# Can i mix CSM-B and Iron Chelate 11$ DPTA



## doubleott05 (Jul 20, 2005)

Can i mix CSM-B and Iron Chelate 11% DPTA into the same stock solution?

if so how much iron for EI should i be using 3x a week on a 50 gal if i am dry dosing?

Thanks
Elliot


----------



## davemonkey (Mar 29, 2008)

You can mix them, but it seems like you'd be getting too much iron if you dose enough mixed Fe+CSM+B for your other micros. You might be better to dose the EI amounts for your micros using only the CSM+B and then dose the Fe in 1/4tsp amounts when you see iron deficiency, and dose it with your normal micro doses. If you still see Fe deficiency, gradually increase the Fe dose.


----------



## doubleott05 (Jul 20, 2005)

but i can mix them?? 

i see what you are saying. per haps i will mix a 1/4 of the recommended dose to mix with my csm-b. that way i get what i may or may not need but am not wasting it it would be more like a root tab dose in stock form i suppose

Thanks Mr Monkey.... i mean thanks dave

Elliot


----------



## bigstick120 (Mar 8, 2005)

Can you, sure. That is a lot of iron, I tried it. With CSM it doesnt seem you need extra iron. With Seachem flourish I have to supplement extra iron.


----------



## wet (Nov 24, 2008)

I'd suggest something more like a 2:1 ratio by teaspoon/volume/mass of CSM+B : DTPA, for what it's worth. You should totally mix these. Think about using a little of your Metricide, too, since anecdotally/marketing-wise Seachem claims Excel helps Fe stay in its usable (Ferrous/+2) state longer.

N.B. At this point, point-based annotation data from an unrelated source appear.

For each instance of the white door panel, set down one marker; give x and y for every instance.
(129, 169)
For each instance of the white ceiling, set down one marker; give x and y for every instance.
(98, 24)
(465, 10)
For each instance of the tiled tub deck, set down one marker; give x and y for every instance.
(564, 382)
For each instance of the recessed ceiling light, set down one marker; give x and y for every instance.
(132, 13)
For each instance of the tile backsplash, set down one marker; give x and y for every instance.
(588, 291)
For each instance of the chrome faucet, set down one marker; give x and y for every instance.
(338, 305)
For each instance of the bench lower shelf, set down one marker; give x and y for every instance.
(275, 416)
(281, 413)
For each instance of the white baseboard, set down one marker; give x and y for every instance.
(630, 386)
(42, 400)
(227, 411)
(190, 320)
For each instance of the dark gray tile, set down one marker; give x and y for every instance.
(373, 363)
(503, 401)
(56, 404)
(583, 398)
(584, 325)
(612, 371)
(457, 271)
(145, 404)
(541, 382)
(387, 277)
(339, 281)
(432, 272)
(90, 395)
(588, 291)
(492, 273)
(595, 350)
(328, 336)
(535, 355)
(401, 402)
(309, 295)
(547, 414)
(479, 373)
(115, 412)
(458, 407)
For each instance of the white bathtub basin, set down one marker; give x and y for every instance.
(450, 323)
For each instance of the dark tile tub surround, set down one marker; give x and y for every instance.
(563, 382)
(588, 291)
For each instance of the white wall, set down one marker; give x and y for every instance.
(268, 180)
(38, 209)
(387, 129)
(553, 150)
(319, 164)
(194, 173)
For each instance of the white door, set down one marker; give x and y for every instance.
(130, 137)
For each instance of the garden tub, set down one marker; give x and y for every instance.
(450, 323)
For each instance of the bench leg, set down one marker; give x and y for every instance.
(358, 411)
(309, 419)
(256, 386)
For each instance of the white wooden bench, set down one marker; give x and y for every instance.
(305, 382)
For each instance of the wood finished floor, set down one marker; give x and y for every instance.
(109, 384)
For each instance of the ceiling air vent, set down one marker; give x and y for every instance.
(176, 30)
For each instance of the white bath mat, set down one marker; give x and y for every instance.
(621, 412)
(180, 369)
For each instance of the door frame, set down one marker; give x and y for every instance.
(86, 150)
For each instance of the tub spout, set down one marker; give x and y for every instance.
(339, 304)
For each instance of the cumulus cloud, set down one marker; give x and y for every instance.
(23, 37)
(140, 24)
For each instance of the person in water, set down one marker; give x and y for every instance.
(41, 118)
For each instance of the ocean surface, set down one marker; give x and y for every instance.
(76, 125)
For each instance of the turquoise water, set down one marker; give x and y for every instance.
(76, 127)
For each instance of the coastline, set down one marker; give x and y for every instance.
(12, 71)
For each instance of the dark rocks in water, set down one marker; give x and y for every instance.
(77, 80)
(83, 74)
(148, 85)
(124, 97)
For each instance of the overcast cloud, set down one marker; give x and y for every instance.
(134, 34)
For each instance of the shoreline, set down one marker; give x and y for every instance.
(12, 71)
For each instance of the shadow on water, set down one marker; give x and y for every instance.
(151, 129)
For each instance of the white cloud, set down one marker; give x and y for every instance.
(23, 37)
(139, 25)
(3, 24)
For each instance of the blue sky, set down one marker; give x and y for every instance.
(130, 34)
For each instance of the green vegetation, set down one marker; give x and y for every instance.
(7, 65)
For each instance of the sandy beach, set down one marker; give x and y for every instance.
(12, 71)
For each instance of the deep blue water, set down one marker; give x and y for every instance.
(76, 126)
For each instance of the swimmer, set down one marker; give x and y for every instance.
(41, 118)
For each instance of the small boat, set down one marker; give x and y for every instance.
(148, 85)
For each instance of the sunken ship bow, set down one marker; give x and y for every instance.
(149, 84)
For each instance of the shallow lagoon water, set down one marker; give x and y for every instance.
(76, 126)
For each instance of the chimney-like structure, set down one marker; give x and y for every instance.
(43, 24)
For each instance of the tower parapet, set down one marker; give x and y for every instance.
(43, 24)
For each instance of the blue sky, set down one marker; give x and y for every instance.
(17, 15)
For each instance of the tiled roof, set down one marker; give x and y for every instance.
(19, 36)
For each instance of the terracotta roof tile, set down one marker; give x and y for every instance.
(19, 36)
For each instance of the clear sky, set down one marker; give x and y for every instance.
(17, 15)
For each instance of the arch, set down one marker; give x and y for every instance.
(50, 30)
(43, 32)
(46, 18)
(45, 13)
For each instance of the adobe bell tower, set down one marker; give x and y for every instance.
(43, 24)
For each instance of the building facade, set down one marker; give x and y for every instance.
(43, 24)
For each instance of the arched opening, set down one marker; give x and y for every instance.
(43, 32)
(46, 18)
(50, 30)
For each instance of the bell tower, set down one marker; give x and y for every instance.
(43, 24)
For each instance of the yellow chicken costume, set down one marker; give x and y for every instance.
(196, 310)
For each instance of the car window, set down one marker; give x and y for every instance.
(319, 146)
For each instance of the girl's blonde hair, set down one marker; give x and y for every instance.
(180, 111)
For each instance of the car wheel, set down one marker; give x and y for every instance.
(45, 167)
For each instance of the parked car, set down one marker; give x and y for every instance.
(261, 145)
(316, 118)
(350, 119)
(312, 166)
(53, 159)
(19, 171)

Before trying to clone Tropica Master Grow with the Good Sh... er, Stuff (here in the forums, Stuff is sold by greenleafaquariums.com), I used CSM+B, DTPA, and Excel as "Secret Sauce" to perk plants up. The only difference between "Secret Sauce" and "Good Sh..." is MnSO4 and proportions, and the former seems to be unimportant per the collective experiences of barbarossa, Tom Barr, Hoppy, Dempsey, and many others. I think most who add DTPA to their trace solution find that they keep doing it, and I would again suggest the 2:1 ratio of CSM+B : DTPA as a fine place to start.

Only FWIW, of course.


----------



## doubleott05 (Jul 20, 2005)

pm ed you wet


----------